The fix exists. NIST standardised it in August 2024: ML-KEM for key exchange (FIPS 203) and ML-DSA for signatures (FIPS 204). The problem is not the algorithms. The problem is that almost nobody knows where their cryptography is.
Why the name
The replacement algorithms are built on lattices — grids of points in very high-dimensional space. Finding the point closest to a given position in such a grid is easy to state and, as far as anyone knows, brutally hard to compute, for classical and quantum machines alike. That is the hard problem ML-KEM stands on, in place of the factoring and discrete-log problems that Shor's algorithm dismantles.
The lattice is what your locks are about to be rebuilt on. This tool tells you which of them still aren't.
Why key exchange is the urgent half
TLS uses cryptography for two different jobs, and they carry very different deadlines.

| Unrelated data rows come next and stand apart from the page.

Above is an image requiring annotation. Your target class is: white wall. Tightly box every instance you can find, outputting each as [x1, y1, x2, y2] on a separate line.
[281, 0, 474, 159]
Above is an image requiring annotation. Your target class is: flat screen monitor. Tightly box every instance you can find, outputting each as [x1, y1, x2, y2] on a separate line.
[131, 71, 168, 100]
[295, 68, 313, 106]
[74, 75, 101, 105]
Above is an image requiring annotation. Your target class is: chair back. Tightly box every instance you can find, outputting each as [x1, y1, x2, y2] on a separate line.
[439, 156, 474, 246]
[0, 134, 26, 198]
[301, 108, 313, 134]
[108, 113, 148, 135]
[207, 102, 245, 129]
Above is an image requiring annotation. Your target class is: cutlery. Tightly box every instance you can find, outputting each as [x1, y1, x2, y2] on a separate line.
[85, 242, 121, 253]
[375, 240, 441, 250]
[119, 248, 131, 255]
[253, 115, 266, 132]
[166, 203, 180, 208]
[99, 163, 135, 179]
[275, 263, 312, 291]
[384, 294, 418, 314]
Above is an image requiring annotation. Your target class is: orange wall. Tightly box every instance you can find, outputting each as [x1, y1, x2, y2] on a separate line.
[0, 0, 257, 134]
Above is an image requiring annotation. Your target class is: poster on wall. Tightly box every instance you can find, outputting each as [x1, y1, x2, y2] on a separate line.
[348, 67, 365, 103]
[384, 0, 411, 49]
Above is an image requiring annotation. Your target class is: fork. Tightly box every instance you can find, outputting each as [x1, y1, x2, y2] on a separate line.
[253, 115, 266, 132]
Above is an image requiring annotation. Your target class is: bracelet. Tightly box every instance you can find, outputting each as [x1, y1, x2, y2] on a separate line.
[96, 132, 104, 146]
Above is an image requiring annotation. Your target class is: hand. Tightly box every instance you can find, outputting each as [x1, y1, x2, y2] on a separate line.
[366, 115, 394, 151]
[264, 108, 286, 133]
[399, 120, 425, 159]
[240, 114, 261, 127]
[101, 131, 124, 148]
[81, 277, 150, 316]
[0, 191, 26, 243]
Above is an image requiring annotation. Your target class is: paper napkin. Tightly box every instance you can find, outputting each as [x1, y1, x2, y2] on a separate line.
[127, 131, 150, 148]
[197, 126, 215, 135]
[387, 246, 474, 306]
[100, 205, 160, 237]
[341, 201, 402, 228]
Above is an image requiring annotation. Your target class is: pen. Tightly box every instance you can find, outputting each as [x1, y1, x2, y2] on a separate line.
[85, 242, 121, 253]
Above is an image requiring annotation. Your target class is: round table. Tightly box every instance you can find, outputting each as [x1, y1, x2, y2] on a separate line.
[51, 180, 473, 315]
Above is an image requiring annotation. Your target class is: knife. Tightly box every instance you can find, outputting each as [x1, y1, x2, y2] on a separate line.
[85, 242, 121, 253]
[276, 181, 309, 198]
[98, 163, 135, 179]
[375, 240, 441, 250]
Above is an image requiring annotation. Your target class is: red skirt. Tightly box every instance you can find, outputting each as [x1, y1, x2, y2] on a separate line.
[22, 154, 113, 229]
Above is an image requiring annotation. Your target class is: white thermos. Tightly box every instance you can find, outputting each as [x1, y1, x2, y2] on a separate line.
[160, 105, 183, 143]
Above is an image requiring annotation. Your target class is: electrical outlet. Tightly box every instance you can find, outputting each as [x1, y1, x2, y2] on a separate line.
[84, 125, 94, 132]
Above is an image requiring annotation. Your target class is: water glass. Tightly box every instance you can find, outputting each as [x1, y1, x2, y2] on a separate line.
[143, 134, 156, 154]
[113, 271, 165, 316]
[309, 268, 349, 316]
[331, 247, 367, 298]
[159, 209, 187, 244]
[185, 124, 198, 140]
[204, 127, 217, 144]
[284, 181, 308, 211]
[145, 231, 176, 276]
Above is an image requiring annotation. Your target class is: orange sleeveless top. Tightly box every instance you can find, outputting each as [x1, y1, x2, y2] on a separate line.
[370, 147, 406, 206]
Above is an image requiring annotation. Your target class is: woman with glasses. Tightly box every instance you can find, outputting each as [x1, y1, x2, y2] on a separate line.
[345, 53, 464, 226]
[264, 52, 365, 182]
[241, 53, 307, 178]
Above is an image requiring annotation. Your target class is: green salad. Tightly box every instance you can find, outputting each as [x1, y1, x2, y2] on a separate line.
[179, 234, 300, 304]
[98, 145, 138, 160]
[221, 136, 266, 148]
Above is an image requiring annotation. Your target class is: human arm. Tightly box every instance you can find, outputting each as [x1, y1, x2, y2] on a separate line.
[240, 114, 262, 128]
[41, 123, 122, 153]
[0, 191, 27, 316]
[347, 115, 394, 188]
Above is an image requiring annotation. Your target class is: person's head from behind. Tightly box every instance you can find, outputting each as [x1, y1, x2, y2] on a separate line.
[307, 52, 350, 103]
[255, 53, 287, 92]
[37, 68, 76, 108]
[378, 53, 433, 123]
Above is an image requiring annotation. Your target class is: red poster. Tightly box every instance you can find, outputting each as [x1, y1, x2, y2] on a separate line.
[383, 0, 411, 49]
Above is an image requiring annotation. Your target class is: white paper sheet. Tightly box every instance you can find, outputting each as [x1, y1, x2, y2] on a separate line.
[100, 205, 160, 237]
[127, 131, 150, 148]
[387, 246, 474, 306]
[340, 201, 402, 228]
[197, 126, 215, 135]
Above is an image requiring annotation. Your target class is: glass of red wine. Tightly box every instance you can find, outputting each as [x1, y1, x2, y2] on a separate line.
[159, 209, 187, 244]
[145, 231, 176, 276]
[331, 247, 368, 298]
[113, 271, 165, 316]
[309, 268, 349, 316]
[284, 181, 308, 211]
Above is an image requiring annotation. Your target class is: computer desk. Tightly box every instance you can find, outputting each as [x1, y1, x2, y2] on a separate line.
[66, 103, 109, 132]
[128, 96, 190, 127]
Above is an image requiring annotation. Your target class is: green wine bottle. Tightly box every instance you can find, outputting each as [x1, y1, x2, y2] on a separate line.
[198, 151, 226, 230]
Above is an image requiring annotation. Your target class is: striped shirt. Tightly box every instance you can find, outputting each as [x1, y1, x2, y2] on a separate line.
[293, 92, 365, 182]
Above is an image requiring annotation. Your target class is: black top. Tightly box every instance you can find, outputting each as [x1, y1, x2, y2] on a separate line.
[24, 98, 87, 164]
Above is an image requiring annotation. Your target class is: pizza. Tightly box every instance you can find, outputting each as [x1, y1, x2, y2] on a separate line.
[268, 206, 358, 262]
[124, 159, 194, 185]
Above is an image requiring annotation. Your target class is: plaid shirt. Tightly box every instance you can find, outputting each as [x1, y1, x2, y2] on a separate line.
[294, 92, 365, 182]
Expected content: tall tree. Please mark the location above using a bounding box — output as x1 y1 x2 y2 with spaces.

Key exchange establishes the secret that encrypts your session. An adversary can record that encrypted traffic today, store it, and decrypt it years later when a quantum computer arrives. This is called harvest now, decrypt later, and it means the damage is being done now, silently. This is the half you can fix today — hybrid ML-KEM is supported by every current major browser and by most CDNs.
Signatures prove the server is who it claims to be. A signature only has to resist forgery while it is still trusted; breaking it in 2032 does not retroactively compromise a handshake from 2026. It matters, but it is not urgent — and no publicly-trusted certificate authority issues post-quantum certificates yet, so there is nothing to migrate to.
Most vendors blur these together, because two deadlines are less frightening than one. LatticeScan reports them separately.
How the scan works
1. Discovery. Since 2018 every publicly-trusted certificate must be published to public Certificate Transparency logs. We read those logs to find the hostnames you have issued certificates for — including ones you may have forgotten.
2. Probing. We open a TLS 1.3 connection to each endpoint and offer it only post-quantum key exchange groups. If the handshake completes, the server supports ML-KEM. If it refuses, it does not. This is the same handshake your browser performs — nothing intrusive, nothing that touches your systems.
3. Inventory. Results are compiled into a cryptographic inventory, exportable as a CycloneDX CBOM — the format US Executive Order 14412 directs CISA to define minimum elements for.
What the grade means
The grade reflects post-quantum key exchange coverage across the endpoints we reached — the thing you can actually act on.
- A — every endpoint negotiates hybrid ML-KEM
- B — most endpoints do
- C — modern TLS, but classical key exchange
- D — some endpoints cannot do TLS 1.3 at all
- F — obsolete TLS, or nothing reachable
Most of the internet is a C today. That is not a scandal; it is the starting line.
What it cannot see
This is an outside-in scan. It sees what the internet can see: your public endpoints and your public certificates. It cannot see cryptography inside your code, your internal services, your key stores, or your databases. A complete inventory needs that too — but the outside is where harvest-now-decrypt-later actually happens, and it is where you can start without giving anyone access to anything.